Publicado em 25 de junho de 2024 por Tribuna da Internet
Bruno Boghossian
Folha
A operação que levou adiante o projeto de lei Antiaborto por Estupro tomou impulso numa sequência de farsas. Para chegar até a boca de uma votação no Congresso, os defensores da proposta lançaram mão de abusos, artimanhas e uma boa dose de malandragem política.
A primeira trapaça foi armada pelo Conselho Federal de Medicina. Em março, o órgão aprovou uma resolução que impedia médicos de usarem a assistolia fetal para o aborto em gestações acima de 22 semanas, mesmo em casos de estupro. Os doutores devem ter achado que estavam acima da lei, que não proíbe a interrupção da gravidez nesse estágio e não veda o uso da técnica, recomendada pela OMS.
ENTROU EM AÇÃO – A bancada bolsonarista entrou em ação quando Alexandre de Moraes derrubou a norma do CFM. Os parlamentares atiçaram as brasas do conflito com o ministro para acelerar um projeto que não fala sobre métodos de aborto e propõe, no final das contas, punir mulheres vítimas de estupro como homicidas.
Quase ninguém tentou disfarçar a trama. O autor do texto, Sóstenes Cavalcante, estava mais interessado em montar uma emboscada para Lula do que em discutir o conteúdo:
“Quero aprovar esse projeto para ver se ele vai sancionar ou se vai vetar”. O deputado pareceu feliz da vida em patrocinar uma perversidade para desgastar um adversário.

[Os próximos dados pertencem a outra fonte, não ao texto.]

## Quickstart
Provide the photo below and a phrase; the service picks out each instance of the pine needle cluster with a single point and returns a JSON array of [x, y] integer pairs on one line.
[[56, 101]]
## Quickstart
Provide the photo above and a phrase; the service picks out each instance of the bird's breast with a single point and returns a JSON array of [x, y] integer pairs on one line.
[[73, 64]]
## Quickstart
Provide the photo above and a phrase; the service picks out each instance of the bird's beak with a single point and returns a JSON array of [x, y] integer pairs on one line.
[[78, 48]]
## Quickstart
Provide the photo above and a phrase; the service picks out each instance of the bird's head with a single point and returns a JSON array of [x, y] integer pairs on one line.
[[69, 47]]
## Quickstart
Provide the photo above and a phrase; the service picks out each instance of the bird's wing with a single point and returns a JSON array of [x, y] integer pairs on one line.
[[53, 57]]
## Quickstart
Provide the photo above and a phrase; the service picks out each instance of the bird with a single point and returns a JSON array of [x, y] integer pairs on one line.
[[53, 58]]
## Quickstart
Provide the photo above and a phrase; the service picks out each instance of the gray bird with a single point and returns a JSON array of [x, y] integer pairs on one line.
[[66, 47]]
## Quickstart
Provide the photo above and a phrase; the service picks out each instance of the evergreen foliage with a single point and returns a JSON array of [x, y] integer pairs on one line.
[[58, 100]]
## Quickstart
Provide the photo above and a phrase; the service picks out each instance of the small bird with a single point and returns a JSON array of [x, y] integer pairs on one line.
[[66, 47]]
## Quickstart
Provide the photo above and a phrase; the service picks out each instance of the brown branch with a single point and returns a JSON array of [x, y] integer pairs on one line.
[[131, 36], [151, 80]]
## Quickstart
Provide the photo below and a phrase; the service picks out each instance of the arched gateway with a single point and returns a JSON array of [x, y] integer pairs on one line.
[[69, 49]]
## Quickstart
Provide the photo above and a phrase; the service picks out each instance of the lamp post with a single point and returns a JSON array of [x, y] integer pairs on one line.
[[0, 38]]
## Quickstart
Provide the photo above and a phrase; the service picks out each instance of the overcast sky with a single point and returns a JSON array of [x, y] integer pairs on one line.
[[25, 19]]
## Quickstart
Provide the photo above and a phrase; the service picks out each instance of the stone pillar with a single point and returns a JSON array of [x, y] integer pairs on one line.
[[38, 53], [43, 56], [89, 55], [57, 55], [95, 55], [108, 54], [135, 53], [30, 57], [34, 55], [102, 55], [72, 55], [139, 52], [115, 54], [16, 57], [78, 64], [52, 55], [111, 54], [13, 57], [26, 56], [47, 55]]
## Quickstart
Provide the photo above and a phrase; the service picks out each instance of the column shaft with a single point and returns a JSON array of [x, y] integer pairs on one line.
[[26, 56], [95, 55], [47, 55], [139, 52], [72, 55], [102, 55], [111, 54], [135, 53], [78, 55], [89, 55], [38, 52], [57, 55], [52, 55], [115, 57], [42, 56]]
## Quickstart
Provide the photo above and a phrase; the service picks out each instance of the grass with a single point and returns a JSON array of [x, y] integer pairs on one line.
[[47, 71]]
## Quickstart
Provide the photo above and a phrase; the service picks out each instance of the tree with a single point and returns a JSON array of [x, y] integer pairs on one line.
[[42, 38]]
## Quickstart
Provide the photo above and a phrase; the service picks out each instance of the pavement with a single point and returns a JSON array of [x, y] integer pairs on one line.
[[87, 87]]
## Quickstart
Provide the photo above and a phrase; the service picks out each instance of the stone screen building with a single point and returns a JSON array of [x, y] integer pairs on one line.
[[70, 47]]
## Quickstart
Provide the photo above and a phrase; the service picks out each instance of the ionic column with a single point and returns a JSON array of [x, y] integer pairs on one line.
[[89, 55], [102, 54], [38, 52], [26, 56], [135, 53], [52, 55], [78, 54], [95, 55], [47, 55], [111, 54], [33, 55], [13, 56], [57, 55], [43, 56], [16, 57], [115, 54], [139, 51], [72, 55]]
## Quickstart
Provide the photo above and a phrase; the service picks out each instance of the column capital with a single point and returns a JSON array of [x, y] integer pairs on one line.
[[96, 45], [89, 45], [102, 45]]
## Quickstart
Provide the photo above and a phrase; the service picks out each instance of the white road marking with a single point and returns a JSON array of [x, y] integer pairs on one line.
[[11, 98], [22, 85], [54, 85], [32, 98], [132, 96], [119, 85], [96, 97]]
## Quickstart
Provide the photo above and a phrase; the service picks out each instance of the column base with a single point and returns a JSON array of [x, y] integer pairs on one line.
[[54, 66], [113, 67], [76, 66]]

ENCENAÇÃO – O recuo forçado na tramitação da proposta também teve uma certa encenação. Interessado no apoio dos evangélicos, Arthur Lira havia pisado no acelerador para aprovar, em 23 segundos, um requerimento de urgência para o texto —mecanismo que, muitas vezes, serve para queimar etapas e deixar um projeto pronto para uma votação surpresa. Depois, ele disse que a intenção nunca foi avançar sem debate amplo.
Entre acordos e negociatas, dribles e jeitinhos, crueldades e delírios de grandeza, a proposta caminhou até ser freada pela reação enérgica de seus críticos e opositores. Ficará na gaveta até o próximo ataque de oportunismo político.